- Developer: Huawei
- Written in: C, C++, JavaScript, ArkTS, Cangjie, Rust, Assembly language and others
- OS family: OpenHarmony-based
- Working state: Current
- Source model: Closed, with open source components
- Initial release: 4 August 2023; 3 years ago
- Latest release: 6.1.0.135 / 20 July 2026; 43 days ago
- Update method: Over-the-air
- Package manager: .app
- Supported platforms: ARM64
- Kernel type: Microkernel (HongMeng Kernel)
- Userland: System Service Layer (OpenHarmony-based HarmonyOS system
- Default user interface: Harmony Design (Design System) (multi-touch, GUI)
- License: Commercial software, Proprietary software except for open-source components
- Preceded by: HarmonyOS 4.2 mobile/4.5 (TV) AOSP & Linux
- Succeeded by: HarmonyOS 6
- Official website: consumer.huawei.com/cn/harmonyos-next

Support status
- Supported

Articles in the series

= HarmonyOS 5 =

Distributed operating system

HarmonyOS 5 (also known as HarmonyOS NEXT) is a proprietary distributed operating system developed by Huawei that succeeded the similarly named HarmonyOS, with the main difference being that the "NEXT" operating system supports only HarmonyOS native apps. Unlike Android-based HarmonyOS versions 1 to 4 (2019–2024) and the global EMUI operating system, the Next version (first launched on the Pura X) does not include the Android AOSP core and is incompatible with Android applications.

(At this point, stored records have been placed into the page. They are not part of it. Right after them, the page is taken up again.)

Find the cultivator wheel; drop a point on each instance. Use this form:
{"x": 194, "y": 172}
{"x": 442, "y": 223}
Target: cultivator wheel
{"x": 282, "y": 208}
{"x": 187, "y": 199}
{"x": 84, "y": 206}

HarmonyOS NEXT both discards the common Unix-like Linux kernel and replaces the previous multiple-kernels system with its own bespoke HarmonyOS microkernel. The rich execution environment (REE) version of the HongMeng Kernel is placed at its core. The OpenHarmony-based operating system shares lineage with the lightweight LiteOS real-time operating system for resource-constrained devices like smart wearables and IoT products.

== History ==
On August 4, 2023, at Huawei Developers Conference 2023 (HDC), Huawei officially announced HarmonyOS NEXT, the next version of HarmonyOS, which supports only native APP apps via Ark Compiler and native APIs in the HarmonyOS SDK. The kernel of HarmonyOS NEXT no longer includes the compatibility layer of AOSP framework with Android libraries from EMUI in the user space and cannot run Android apk apps natively, as was the case with the initial dual-framework HarmonyOS.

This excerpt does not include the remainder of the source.